Gimme Five (Percent)
The normal manner in which a resolution of the members is passed will be where the directors consider a course of action to be in the best interests of the company, but require the members’ approval in order to be able to carry out that action.
They will usually hold a board meeting, resolve to refer the matter to the members, whether that be by way of a written resolution which is sent to the members for them to approve (or otherwise), or by convening a general meeting whereby the members physically meet, and, in either event, if sufficient members indicate their approval, the directors can go ahead.
This is all well and good in an “owner-managed business”, being a business where the directors and the shareholders are one and the same, but there are certain companies where the directors and the shareholders are not the same people, and their opinions on the conduct of the business may differ.

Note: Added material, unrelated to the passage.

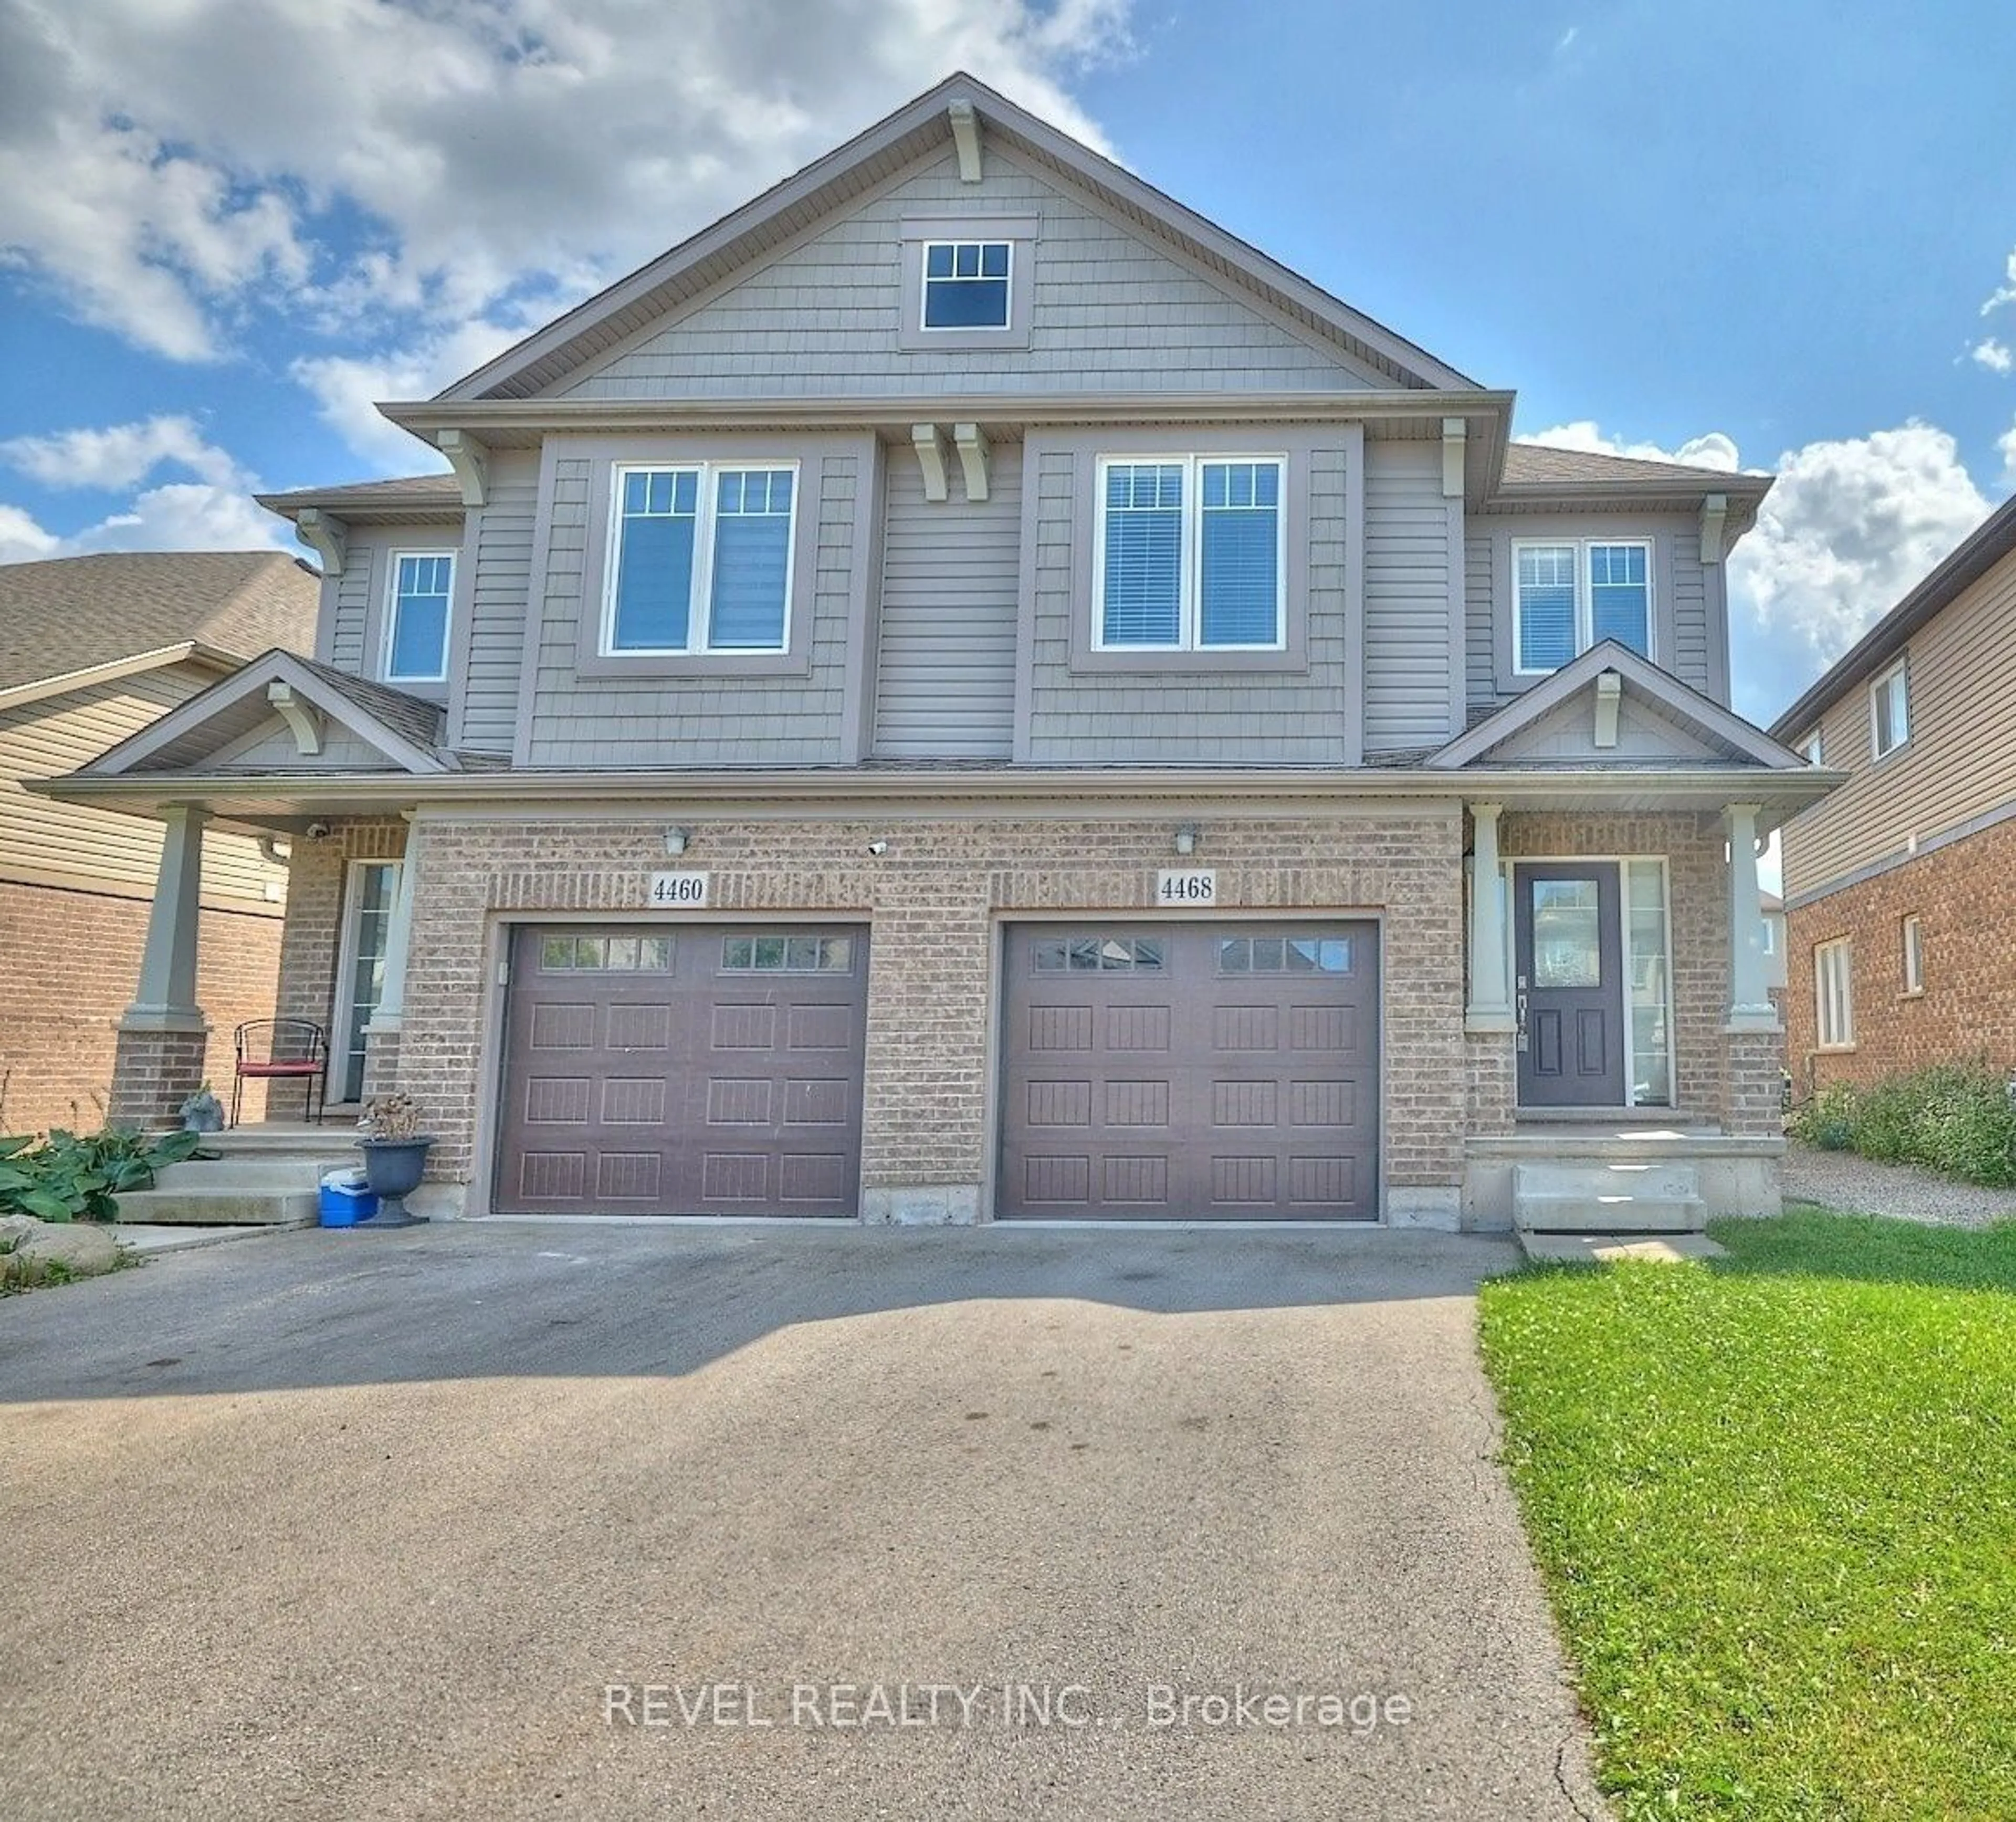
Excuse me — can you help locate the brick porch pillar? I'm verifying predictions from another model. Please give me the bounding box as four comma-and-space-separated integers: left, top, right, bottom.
108, 804, 211, 1129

It may be that the members wish to pass a resolution that the directors do not agree with, or have no interest in putting forward. It may be that the resolution in question is to remove a director, in accordance with the members’ statutory right to do so (section 168 of the Companies Act 2006), or to appoint additional directors, which may alter the balance of power in terms of the day to day operation of the company.
Either way, where a shareholder, or group of shareholders, holds 5% or more of the voting rights in a company, they acquire the ability to require the company to circulate written resolutions to all eligible members, or to require the company to convene a general meeting in order that such resolutions may be considered.
Those shareholders may also require the company to circulate a statement relating to the proposed resolutions.
Whilst a well-drafted shareholders’ agreement and set of articles of association cannot remove this right, and in actual fact the articles can make the requisite percentage lower, these documents can provide that certain matters may only be carried out with the approval of a certain percentage of the members, or even by unanimity.
Ten percent, give or take
In previous articles, we have touched upon tag-along and drag-along rights i.e. the right within a shareholders’ agreement or articles to force a minority shareholder to sell their shares to a third party as part of a sale, or the right for a minority shareholder to come along for the ride. The keen-eyed among you will have seen that the percentage to which I referred in that article was 15%.
There are actually provisions within the Companies Act 2006 which could be described as statutory drag-drag along, or “squeeze-out” (sections 979 to 982), and also statutory tag-along, or “sell-out” (sections 983 to 985), but only where the relevant minority shareholder(s) hold 10% or less.
Whilst I will not go into any great detail on the provisions (a blessing, believe me) they essentially provide that, where a third party i.e. not an existing shareholder or an associate of an existing shareholder, acquires or unconditionally agrees to acquire not less than 90% of the shares in the capital of a company, one of two things can happen.
Either, the person acquiring the shares can compel the minority shareholder to sell their shares, or the minority shareholder can compel the person acquiring the shares to acquire theirs at the same time.
This can create a level of uncertainty for everyone involved, especially given that these provisions are hidden away towards the end of the Companies Act, and further as the statutory process is far from simple. All the more reason to ensure clear and concise provisions are included within a bespoke shareholders’ agreement and articles of association.
At 10% or more, a shareholder or group of shareholders can require a poll vote, as opposed to a show of hands, meaning that the percentage levels are taken into account at a general meeting. This becomes less relevant as more private companies utilise the written resolution route, which utilises a poll vote in any event.
Further, and useful for a shareholder or group of shareholders with the desire of causing expense and inconvenience for a company, a shareholder or group of shareholders holding 10% of the issued share capital in a company, or of any class of shares, can cause a company to require an audit.
Small companies (as defined within the Companies Act 2006) are exempt from the requirement to have audited accounts, which are much more in depth, and significantly more expensive to prepare.